API_KEY = 'xxxxxxxxxx' ##Materialsproject自己号带的

def que_p(target): #分子式,比如Fe2O3
    a = MPRester(API_KEY)
    data=a.get_data(target,data_type='vasp')
    return data

elements = ["H", "Li", "Be","C", "N", "O", "Na",
            "Mg", "Al", "Si", "P", "S", "K", "Ca", "Sc", "Ti",
            "V", "Cr", "Mn", "Fe", "Co", "Ni", "Cu", "Zn", "Ga", "Ge", "As",
            "Se", "Br", "Rb", "Sr", "Y", "Zr", "Nb", "Mo", "Tc", "Ru",
            "Rh", "Pd", "Ag", "Cd", "In", "Sn", "Sb", "Te", "Cs",
            "Ba", "La", "Ta", "W", "Re", "Os"]

#两两组合,共1326个
complex = list(itertools.combinations(elements,2))
#随机取complex中的50个
complex_picked = random.sample(complex,300)

#这里不需要给到具体的式量,
#pymatgen 会直接爬由这两个元素组成的所有分子式量组合的化合物
#比如你输入FeO会自动把Fe2O3Fe3O4之类的一系列东西全爬下来。

#把元素组合整理成pymatgen 能接受的形式之后丢进去就行。

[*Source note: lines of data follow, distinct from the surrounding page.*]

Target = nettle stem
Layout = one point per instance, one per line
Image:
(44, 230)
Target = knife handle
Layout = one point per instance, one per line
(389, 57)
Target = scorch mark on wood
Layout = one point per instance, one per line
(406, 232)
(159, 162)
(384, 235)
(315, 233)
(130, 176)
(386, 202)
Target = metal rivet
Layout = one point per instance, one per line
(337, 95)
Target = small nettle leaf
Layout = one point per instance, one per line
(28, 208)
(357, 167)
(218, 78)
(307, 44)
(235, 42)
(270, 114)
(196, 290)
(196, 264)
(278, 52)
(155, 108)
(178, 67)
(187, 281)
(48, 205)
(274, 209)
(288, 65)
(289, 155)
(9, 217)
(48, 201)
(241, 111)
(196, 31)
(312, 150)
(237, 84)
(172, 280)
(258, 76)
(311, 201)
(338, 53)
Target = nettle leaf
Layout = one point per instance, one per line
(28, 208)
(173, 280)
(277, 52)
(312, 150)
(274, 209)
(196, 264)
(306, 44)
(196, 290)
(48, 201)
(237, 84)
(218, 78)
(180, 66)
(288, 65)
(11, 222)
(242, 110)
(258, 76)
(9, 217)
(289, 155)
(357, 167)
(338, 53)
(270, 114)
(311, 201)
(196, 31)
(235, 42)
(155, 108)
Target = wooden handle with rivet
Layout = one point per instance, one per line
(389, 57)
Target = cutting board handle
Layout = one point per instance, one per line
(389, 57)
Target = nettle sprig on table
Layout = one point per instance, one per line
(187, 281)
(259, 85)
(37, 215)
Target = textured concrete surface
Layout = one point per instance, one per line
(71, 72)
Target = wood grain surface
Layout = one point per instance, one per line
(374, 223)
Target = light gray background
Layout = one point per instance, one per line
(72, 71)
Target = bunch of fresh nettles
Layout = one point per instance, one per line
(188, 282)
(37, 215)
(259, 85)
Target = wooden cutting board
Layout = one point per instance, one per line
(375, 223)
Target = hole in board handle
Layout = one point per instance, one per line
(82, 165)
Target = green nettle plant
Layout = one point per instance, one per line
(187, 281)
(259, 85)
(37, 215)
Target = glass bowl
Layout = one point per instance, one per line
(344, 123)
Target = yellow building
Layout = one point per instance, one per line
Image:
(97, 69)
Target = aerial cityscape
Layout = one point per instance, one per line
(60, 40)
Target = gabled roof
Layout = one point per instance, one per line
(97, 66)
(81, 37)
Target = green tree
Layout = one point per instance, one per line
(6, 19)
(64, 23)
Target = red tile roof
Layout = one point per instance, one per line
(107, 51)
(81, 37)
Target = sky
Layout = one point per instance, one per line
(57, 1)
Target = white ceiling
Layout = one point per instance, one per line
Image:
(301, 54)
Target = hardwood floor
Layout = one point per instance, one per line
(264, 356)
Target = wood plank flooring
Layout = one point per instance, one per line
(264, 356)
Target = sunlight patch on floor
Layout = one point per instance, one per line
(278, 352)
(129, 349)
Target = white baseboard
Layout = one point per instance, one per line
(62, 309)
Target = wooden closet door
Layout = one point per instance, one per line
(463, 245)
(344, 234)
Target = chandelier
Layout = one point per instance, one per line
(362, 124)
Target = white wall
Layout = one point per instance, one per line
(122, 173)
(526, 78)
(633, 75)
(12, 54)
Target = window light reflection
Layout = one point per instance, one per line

我这里只用了结构式和晶系这两个数据。
system = list(map(lambda x: complex_picked[x][0] + '-' + complex_picked[x][1],np.arange(len(complex_picked))))
def que(x):
    a = MPRester(API_KEY)
    data = a.query(criteria=x,properties=["unit_cell_formula","pretty_formula","spacegroup"])
    return data

#之后开干用for循环
data=[]
valid_num=[]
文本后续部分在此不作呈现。